EU to crack down on greenwashing with ‘proportionate’ sanctions | Atmosphere

Companies will have 10 days to justify green claims on their products or face “effective, proportionate and dissuasive” penalties, according to a draft EU crackdown on greenwashing seen by The Guardian.

Inflated claims by companies about the environmental bona fides of their products have grown alongside public awareness of global warming in recent years.

A 2020 EU survey found that 53% of environmental product claims were “vague, misleading or unfounded”. Authorities suspected that 42% of organic product tactics were “false or misleading” in another survey from the same year.

Greenwashing claims can circulate in a wild west market environment for now, but the green claims substantiation directive, due in March, will force companies to comply with a new legal framework.

The European Consumer Organization (BEUC) said it strongly supported the plan to strengthen market surveillance authorities to fight greenwashing.
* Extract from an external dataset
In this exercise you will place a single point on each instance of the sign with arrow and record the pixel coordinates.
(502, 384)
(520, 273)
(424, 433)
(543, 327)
But “a future EU green claims law will only be as good as its enforcement,” said BEUC director Monique Goyens. “Authorities should regularly monitor green claims, publicly disclose their findings, and be able to fine companies that mislead consumers.”

The leaked directive is silent on what sanctions the 27 EU countries should apply.

Goyens said phrases like “climate positive” and “carbon neutral” should be “banned from the market entirely.”

The commission declined to comment on the leaked draft, which says it expects the law to save up to 7 million tons of CO equivalent.2 emissions in a period of 15 years.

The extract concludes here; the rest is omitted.